Vince Gilligan’s “eureka” moment when creating ‘Breaking Bad’

The 21st century has admittedly been jam-packed with quality television. From the family drama The Sopranos to the fantasy world of Game of Thrones, it’s fair to say that TV has never been better than in the 2000s and onward. In 2008, Vince Gilligan released Breaking Bad, a show that changed the medium forever.

The series saw Bryan Cranston play Walter White, a chemistry teacher diagnosed with stage-three lung cancer. In order to pay for his huge medical bills, he turns to producing and distributing a high-quality form of methamphetamine with a former student of his, Jesse Pinkman, played by Aaron Paul.

Breaking Bad absolutely blew the world away. Over five seasons of genuine quality, fans and viewers gazed upon Walter’s shocking transformation from polite chemistry teacher to dangerous and feared criminal underworld boss, with some of the most memorable TV moments of all time arriving on screen in the process.

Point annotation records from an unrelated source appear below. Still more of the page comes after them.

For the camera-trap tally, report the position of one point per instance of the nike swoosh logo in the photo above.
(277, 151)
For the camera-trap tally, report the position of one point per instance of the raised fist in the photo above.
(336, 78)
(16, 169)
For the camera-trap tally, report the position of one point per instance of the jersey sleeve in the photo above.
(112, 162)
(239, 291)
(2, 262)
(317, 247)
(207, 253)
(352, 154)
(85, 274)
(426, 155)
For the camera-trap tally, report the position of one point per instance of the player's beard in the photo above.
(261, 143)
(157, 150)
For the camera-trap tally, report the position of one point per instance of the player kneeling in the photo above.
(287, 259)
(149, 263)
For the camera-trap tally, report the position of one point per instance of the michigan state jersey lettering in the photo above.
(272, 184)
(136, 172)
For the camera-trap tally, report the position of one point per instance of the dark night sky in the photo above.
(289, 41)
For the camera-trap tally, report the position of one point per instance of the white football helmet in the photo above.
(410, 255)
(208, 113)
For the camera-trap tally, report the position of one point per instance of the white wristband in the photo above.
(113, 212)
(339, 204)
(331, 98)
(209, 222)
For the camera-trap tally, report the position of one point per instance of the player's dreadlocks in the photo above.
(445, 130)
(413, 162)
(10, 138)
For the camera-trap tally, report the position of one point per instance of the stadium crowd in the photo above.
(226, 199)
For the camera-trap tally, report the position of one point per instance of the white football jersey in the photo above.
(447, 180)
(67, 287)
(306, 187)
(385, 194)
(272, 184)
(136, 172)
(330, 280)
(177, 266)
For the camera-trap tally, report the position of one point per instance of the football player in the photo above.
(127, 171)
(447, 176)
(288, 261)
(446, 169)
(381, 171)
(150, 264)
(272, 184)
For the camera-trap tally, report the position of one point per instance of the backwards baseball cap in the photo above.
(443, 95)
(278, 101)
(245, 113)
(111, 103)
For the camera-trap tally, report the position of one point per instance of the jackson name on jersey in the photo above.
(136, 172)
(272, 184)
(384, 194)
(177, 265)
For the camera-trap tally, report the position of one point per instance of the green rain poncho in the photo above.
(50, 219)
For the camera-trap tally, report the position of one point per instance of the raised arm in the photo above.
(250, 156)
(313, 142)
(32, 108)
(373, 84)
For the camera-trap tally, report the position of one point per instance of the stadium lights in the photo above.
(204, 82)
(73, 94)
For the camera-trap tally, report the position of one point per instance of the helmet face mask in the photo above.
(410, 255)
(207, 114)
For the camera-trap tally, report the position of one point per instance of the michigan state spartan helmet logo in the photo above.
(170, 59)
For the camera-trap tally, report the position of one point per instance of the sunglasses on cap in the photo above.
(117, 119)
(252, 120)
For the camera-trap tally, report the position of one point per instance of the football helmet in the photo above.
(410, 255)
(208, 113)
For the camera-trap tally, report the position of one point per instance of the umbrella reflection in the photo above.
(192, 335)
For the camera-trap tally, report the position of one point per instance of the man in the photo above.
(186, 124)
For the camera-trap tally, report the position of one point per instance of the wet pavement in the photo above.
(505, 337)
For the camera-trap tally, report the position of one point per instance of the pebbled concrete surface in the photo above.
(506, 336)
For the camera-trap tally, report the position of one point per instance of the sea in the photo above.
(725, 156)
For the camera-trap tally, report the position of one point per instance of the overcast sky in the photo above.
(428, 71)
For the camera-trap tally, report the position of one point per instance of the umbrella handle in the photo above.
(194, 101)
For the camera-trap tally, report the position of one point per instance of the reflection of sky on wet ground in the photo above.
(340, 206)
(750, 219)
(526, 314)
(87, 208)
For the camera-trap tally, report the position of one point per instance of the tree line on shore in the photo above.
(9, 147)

Creator Vince Gilligan spent many years working on The X-Files as a writer and became interested in writing a show in which the protagonist becomes the antagonist. At the centre of Breaking Bad’s brilliance is the character of Walter; as opposed to the plot, it’s the character transformation that makes the show so alluring.

“When the idea first struck, it intrigued me,” Gilligan had once said in an interview with Filmmaker. “I think in hindsight what struck me in one of those rare Eureka moments of inspiration was not a plot or a big idea; it was a character who I found very intriguing — the character I didn’t even have a name for, who became Walter White.”

Gilligan conceived of Walter as being an “inherently good man, a loving husband and father who strives to do the right thing”. However, the character should then completely change stride and throw themselves into a world of crime and become, in Gilligan’s words, “a bad guy”, which Walter inevitably did.

The iconic pieces of Breaking Bad, like cooking methamphetamine or using an RC as a cook lab, were not of original interest to Gilligan, it was rather the complete moral transformation that his main character would make. “What intrigued me was the possibility of telling a story where the protagonist, by force of will, decided to become bad and would eventually become the antagonist,” he said. “That idea of sand shifting beneath the character’s feet via a process that he put in motion.”

What Gilligan proceeded to do was to give Walter a motive for turning evil, to give him a cancer diagnosis and a family to support. The result was that television was given one of its best ever characters, though he was brilliantly played by Bryan Cranston, who was at that point, best known for playing Hal in Malcolm in the Middle.

There was certainly a “eureka” moment when it came to Gilligan creating Breaking Bad, though he admitted, “I’d love to say that it always works out that way. You start with a blank pad of paper and a pencil, your chin in your hand, saying, ‘OK, what interesting character can I write about today?’ The trouble is they don’t appear to you that often, unfortunately. But when they do, it’s a wonderful thing.” And a truly wonderful thing the series turned out to be.